2. M. T. Exercez-vous ce métier à plein temps ?
L. S. Oui, il m’arrive aussi de faire quelques « incursions » pratiques dans le théâtre, mais je vis de la traduction.

3. M. T. Quelles distinctions existent, selon vous, entre la traduction littéraire et la traduction théâtrale ?
L. S. Plus j’y réfléchis, moins j’en trouve dans la première partie du travail, c’est-à-dire le travail à la table. Je pense qu’en littérature ainsi qu’en théâtre, il faut respirer avec l’auteur et visualiser les scènes – que ce soit un roman ou une pièce,  en ce qui me concerne, je vois des images et je cherche à me caler sur le rythme intérieur de l’auteur. En revanche, ce qui est très différent, c’est qu’un texte théâtral est, de mon point de vue, fait pour être d’abord et avant tout porté sur une scène. Et donc, à partir du moment où la version « solitaire » existe,  j’estime indispensable de la confronter, encore et encore, au plateau. Le théâtre étant du spectacle vivant il m’arrive de modifier tel ou tel mot/réplique d’un texte déjà publié,  déjà joué…

4. M. T. Quels sont ou quels ont été vos rapports avec les auteurs que vous traduisez ?
L. S. Tout dépend. Avec Levin, j’ai eu peu de rapport, il est mort trop vite ! J’étais subjuguée par lui, et il était assez réservé, mais nous avons suffisamment échangé pour que je comprenne la marge de manœuvre qu’il était prêt à me laisser – là encore, pour lui, l’ultime test était l’efficacité du plateau. Cela me sert aujourd’hui encore. Pour les autres auteurs, mes rapports sont, pour la majorité, excellents. Dans le respect mutuel. Si cela n’était pas le cas, je pense que j’aurais du mal à faire une bonne traduction. À faire une traduction tout court !
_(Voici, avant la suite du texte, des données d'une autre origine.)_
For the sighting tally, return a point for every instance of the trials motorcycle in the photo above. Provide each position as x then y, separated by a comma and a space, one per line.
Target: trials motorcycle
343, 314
5. M. T. Quels sont vos rapports avec les metteurs en scène, les comédiens ou, de manière plus large, avec les compagnies qui jouent les pièces que vous traduisez ?
L. S. Idem. De plus, tous les metteurs en scène désireux de monter du Levin sont obligés, s’ils veulent les droits, de me rencontrer au moins une fois. Et je demande souvent à venir aussi tout au début des répétitions, mais cela n’est pas toujours possible, surtout quand les compagnies sont en province et vu mon emploi du temps. En général cela se passe très bien, il y a certains metteurs en scène qui me demandent d’être présente sur plusieurs jours, et bien sûr, s’instaure un dialogue permanent.

6. M. T. Votre propre expérience de comédienne, metteuse en scène et d’auteur de théâtre a-t-elle une influence sur votre manière de traduire ?
L. S. Mon expérience de théâtreuse induit totalement ma manière de traduire... même de la littérature ! Petite précision : j’ai mis en scène un seul spectacle, cela ne fait pas de moi un metteur en scène.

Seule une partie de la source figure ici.